Detective Pete has stood here many times.
In spring, he can almost smell the world waking up; the rich sweetness of the soil as the worms churn it, as the buried bulbs send up their shoots. In the summer months, when the wind races across the levels, it brings with it the bitter tang of the ocean. In autumn, the trees of the nearby forest give off their own scent, a muskiness that reminds him of the scent of his ex-wife’s hair. Today, though, the air seems too cold to move and he can smell nothing but his own breath.
If Pete were wise, he’d wear gloves and a decent coat when he makes this pilgrimage to the tower in winter, but he never seems quite dressed for the time he spends here. Maybe he thinks suffering will bring him closer to Zoe, make it easier for him to sense where she is. Because Pete comes to this tower to find Zoe.
Every time he comes here, he stands with his eyes shut, telling himself that, when he opens them, he’ll be looking directly at the place where Zoe lies.
In his coat pocket, his phone trembles, letting him know a message has arrived. Taking it as a signal, Pete opens his eyes. No good. He is staring at the north cliff, at the area around Rill Cavern where Myrtle was found, and that area has been thoroughly searched.
Where are you, Zoe?
He turns, tucking his hands deep within his pockets, and looks north-east towards another limestone gorge called Burrington Combe and the cave known as Sidcot Swallet that became Jessie Tout’s grave.
No one has ever been able to explain quite how Hamish Wolfe got the body of Jessie Tout into the bottleneck hole that is Sidcot Swallet and he has yet to enlighten the world, but somehow he did it, because that’s where she was found, nearly four months after she vanished.
Not far at all from where Jessie lay is Goatchurch Cavern, a popular cave with those new to the sport. Boys from a grammar school in the north-east were exploring it in January, nearly five months after Chloe Wood vanished.
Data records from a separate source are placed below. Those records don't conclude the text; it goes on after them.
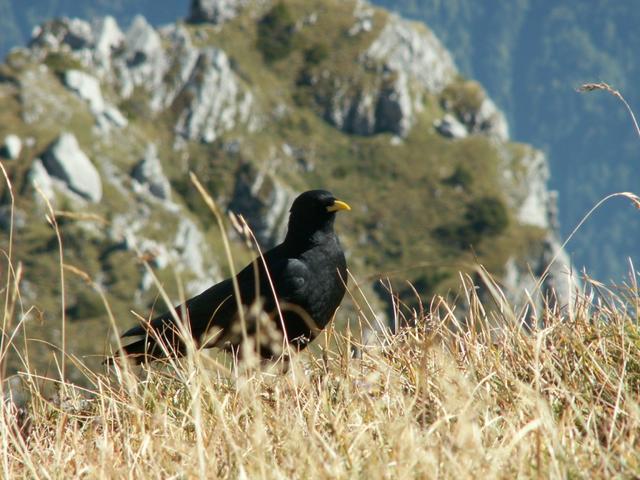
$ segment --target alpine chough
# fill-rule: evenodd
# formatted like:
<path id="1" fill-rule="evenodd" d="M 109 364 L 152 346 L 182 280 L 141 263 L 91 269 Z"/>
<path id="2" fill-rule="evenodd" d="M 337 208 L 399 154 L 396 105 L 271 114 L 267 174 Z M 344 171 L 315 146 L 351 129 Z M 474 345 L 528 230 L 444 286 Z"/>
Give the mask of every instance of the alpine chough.
<path id="1" fill-rule="evenodd" d="M 333 224 L 351 210 L 325 190 L 299 195 L 284 241 L 228 278 L 122 337 L 142 338 L 118 356 L 135 363 L 186 353 L 184 335 L 197 348 L 234 352 L 245 336 L 261 357 L 274 358 L 288 343 L 301 350 L 331 321 L 344 297 L 347 264 Z M 266 267 L 266 268 L 265 268 Z M 239 299 L 236 297 L 236 287 Z M 242 311 L 239 311 L 241 306 Z"/>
A small group left the main route to explore one of the narrower passages and found a whole lot more than they’d bargained for.
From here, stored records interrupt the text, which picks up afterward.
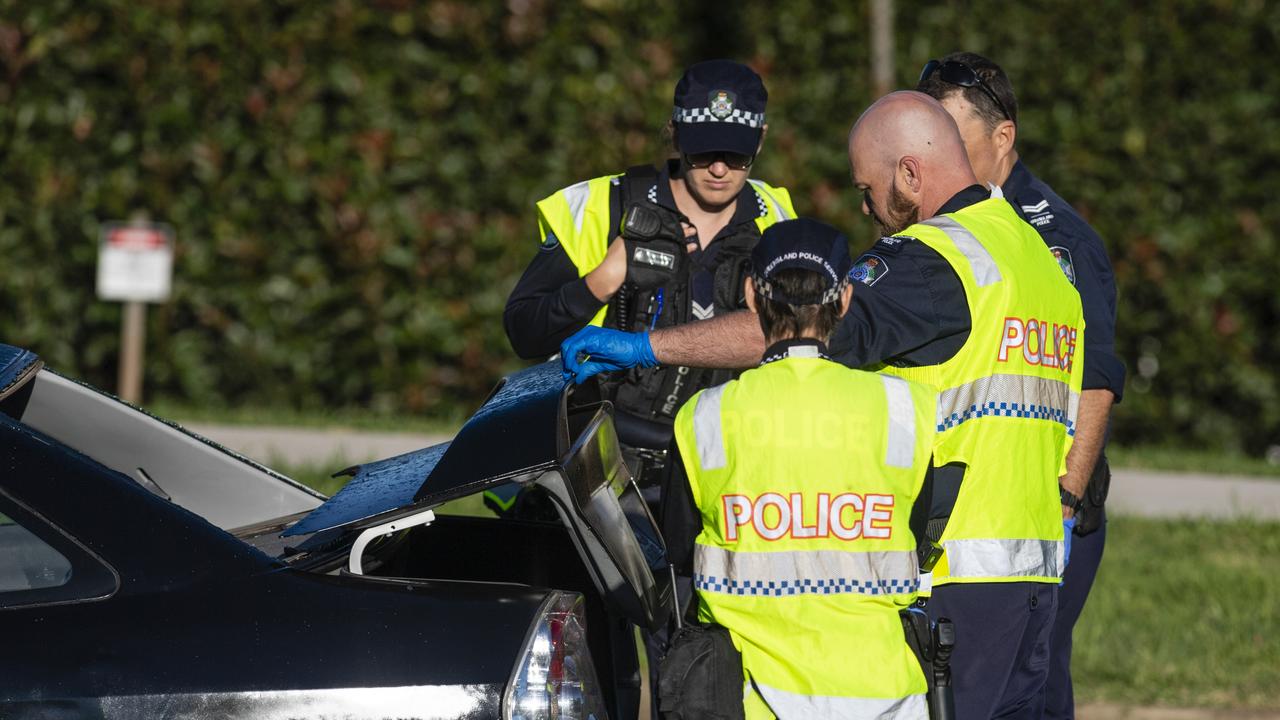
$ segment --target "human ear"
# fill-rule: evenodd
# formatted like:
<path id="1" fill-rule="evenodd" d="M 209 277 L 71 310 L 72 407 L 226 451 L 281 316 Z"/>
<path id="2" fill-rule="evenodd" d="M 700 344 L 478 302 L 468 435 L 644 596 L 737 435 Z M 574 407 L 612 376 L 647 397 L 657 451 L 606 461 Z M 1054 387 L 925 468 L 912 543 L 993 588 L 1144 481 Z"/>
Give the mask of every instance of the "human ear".
<path id="1" fill-rule="evenodd" d="M 910 155 L 898 161 L 898 180 L 912 195 L 920 194 L 920 160 Z"/>
<path id="2" fill-rule="evenodd" d="M 840 291 L 840 317 L 849 312 L 849 301 L 853 299 L 853 283 L 845 283 L 844 289 Z"/>
<path id="3" fill-rule="evenodd" d="M 1018 139 L 1018 126 L 1012 121 L 1005 120 L 996 125 L 995 130 L 991 131 L 991 142 L 996 147 L 996 153 L 1000 157 L 1013 152 L 1013 143 Z"/>
<path id="4" fill-rule="evenodd" d="M 747 309 L 758 315 L 760 311 L 756 309 L 756 284 L 750 275 L 742 282 L 742 292 L 747 298 Z"/>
Rill Cavern, Goatchurch Cavern, Sidcot Swallet. Pete’s team have spent hours staring at road maps, Ordnance Survey maps, cave maps and Google Earth, looking for patterns, for the fourth point that might indicate where Zoe is. They looked after Chloe was found, after Myrtle was found, and they looked again when Latimer arrived and imagined he was the first to have the idea.
There is no discernible pattern. Nothing to indicate where Zoe is. And sometimes Pete feels that, if he doesn’t find her, he might spend the rest of his life looking.
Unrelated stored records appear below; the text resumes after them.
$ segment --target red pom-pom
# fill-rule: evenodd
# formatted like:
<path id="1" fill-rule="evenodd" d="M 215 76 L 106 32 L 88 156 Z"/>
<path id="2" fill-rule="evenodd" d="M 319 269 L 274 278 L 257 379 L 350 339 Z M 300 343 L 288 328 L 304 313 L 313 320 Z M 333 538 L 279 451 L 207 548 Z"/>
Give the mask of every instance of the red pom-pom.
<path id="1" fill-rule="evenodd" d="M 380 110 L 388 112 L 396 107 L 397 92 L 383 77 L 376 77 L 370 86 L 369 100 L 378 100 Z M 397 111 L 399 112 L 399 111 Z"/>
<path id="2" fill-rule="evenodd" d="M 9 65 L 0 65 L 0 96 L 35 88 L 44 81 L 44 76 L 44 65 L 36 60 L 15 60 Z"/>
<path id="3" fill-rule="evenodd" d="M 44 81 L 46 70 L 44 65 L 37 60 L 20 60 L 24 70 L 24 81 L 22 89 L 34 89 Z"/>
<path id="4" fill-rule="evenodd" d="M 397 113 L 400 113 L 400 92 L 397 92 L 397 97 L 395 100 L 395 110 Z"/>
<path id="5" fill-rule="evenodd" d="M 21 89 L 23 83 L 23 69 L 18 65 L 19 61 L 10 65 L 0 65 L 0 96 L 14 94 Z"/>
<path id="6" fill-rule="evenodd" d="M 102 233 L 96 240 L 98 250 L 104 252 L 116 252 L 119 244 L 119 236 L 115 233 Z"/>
So Pete comes here and hopes that one day the idea will come. That one day, from his vantage point on the tower, he’ll follow the track of a lone walker – like that one just now, in the white coat and blue hat, the one climbing over shingle falls to reach the northern cliff – and realize, in a eureka moment, where Zoe is.
The climber in the white coat pauses for breath and pulls off her hat. She sweeps her hair back, twisting it into a loose knot at the back of her neck, before tugging the woollen hat back on.
Pete moves quickly. He cannot run down the forty-seven metal steps of the watchtower and he certainly can’t run down the two hundred cut into the rock face that will take him back to the road. But he will make his way down into the gorge and back up the other side again as quickly as he can because the hair he just watched being tucked into a hat was blue.
Maggie Rose is climbing the northern cliff, heading for Rill Cavern.
Chapter 10
DRAFT
THE BIG, BAD WOLFE?
By Maggie Rose
CHAPTER 2, THE SHAMING OF JESSIE TOUT
At first glance, Jessica (Jessie) Tout, the second victim, could not have been more different to quiet, unassuming Zoe. Jessie was an attention seeker, a blogger and a small-time journalist, her main subject being body size. Jessie, if we are to believe what she wrote, was not ashamed of being fat.
Jessie had a day job, handling claims for an insurance company in Bristol but dreamed of making it big with her writing, of being taken on by one of the nationals. In the meantime, she wrote a column for her local newspaper, called ‘Confessions of a Fat Bird’. It was popular, by all accounts. She had over ten thousand followers on Twitter.
In her relatively small way, Jessie was becoming known. She wasn’t afraid to pitch into those she described as ‘fat-shamers’. She was controversial, combative, her blogs attracting huge, not always calm and reflective, comment streams. Her tweets were inevitably met with a torrent of abuse, hate and threats. Rarely a day went by without a spat of some sort playing out. This all happened online, of course. There is no suggestion that Jessie’s online enemies ever brought the fight into the real world.